Often when a project is in trouble no one wants to go to senior management and admit it. That is because it might start a witch hunt, investigation, blame, and retaliation. So, team members try to bury the bad news or may even quit the project rather than face an ugly situation. But if you are a true leader you should not be afraid of facing the truth. So never delay informing the appropriate person(s) even if it means getting some shoot the messenger remarks.

Think about a solution if you can. But also remember every problem cannot have an instant solution or have several fascinating alternatives just because the customer or boss is shouting or creating a loud ruckus.

Be precise and don’t use any business jargon to confuse things. As Winston Churchill once said, ‘If you have an important point to make, don’t try to be subtle or clever. Use a pile driver. Hit the point once. Then come back and hit it again. Then hit it a third time-a a tremendous whack’.

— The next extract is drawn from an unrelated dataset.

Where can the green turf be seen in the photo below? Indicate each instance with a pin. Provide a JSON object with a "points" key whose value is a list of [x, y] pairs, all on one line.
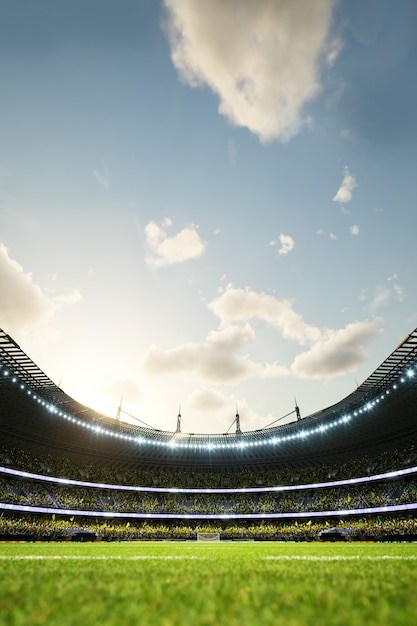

You don’t have to go around with a drum and a trumpet to state bad news. Just because there is some bad news it does not mean you go and inform the CEO directly or send an email to all and sundry. Know who exactly to tell the bad news or whether it is worth telling everyone.

Quotes by famous people about this technique

It is always the best policy to speak the truth unless of course, you are an exceptionally good liar”.
Jerome K Jerome

Be frank and explicit. That is the right line to take when you wish to conceal your own mind and to confuse the minds of others.
Benjamin Disraeli

I don’t know the key to success, but the key to failure is trying to please everybody.
Bill Cosby

We are all failures – at least the best of us are.
J M Barrie

You must study, to be frank with the world: frankness is the child of honesty and courage. Say just what you mean to do on every occasion, and take it for granted that you mean to do right.
Robert E Lee

Frankness is a jewel; only the young can afford it.